Google Rudolf Bauer and you'll discover two things: He was a German-born abstractionist, and he's compared frequently to Russian painter Vasily Kandinsky. True, Bauer and Kandinsky abstracted their subjects in that same, soft, there-but-not-there style impressionists used on landscapes, with a shake of cubism thrown in for good measure. But the Boca Raton Museum of Art has gone where the Internet goes only if you look really hard. It has dug up an amazing collection of Bauer's early drawings and prints, created when he worked on German humor magazines in the 1920s and '30s. Bauer's drawings look as if they could have been New Yorker covers except they're so continental. In Man with Cigarette, the smoking man is hoarding the cigarette in the way only Europeans do. The fashions are extreme -- pointy, tight, and embellished far beyond their American flapper cousins in the '20s -- and the women are too perfect. Bauer was clever. His involvement in magazines honed his social commentary, and his drawings range from observations, rendered in gauche, of couples walking to pure caricature. Depictions of upper-class women making out raunchily with their gentleman like they were stable hands or performing a nighttime wash-up are wicked, like twisted Gibson Girls. If Bauer were going to caricature you, you'd want to cover your plump thighs. The exhibit is near-perfect in layout, traveling from his expressionist period, where the flavor of society at the time almost mocked itself, through his cubist transformation to the futurist abstractionist he finally became. As depictions of reality, some of the nudes displayed at the end of the exhibit look no better than what a novice might create in Figure Drawing 101. But they showed Bauer as a man whose hand must always have been sketching, and they're not disappointing. Instead, they're like ingenious credits at the end of a movie: not imposing but too good to step away from quickly. (Through June 19 at the Boca Raton Museum of Art, 501 Plaza Real, Mizner Park, Boca Raton. Call 561-392-2500.)

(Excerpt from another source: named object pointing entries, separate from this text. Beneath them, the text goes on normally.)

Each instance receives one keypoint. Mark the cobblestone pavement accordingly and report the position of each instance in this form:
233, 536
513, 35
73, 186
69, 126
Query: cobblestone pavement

Robert Rauschenberg: Considered a central figure in late-20th-century art, Rauschenberg is also a long-time resident of Captiva Island, Florida. His recent work has begun to reflect distinctively local input: gators, punchy shadows, pink and green. His move to water-based media, inspired by safety and environmental concerns, forced his palette into a gentler range of intensity. This makes his new works more pleasant to look at than the saturated images he became known for, but the oomph has gone out of them as well. They're fun and lighthearted (the man is famous for being the same), but they seem to want for more resolution and gravitas. (Through July 3 at the Miami Art Museum, 101 W. Flagler St., Miami. Call 305-375-3000.)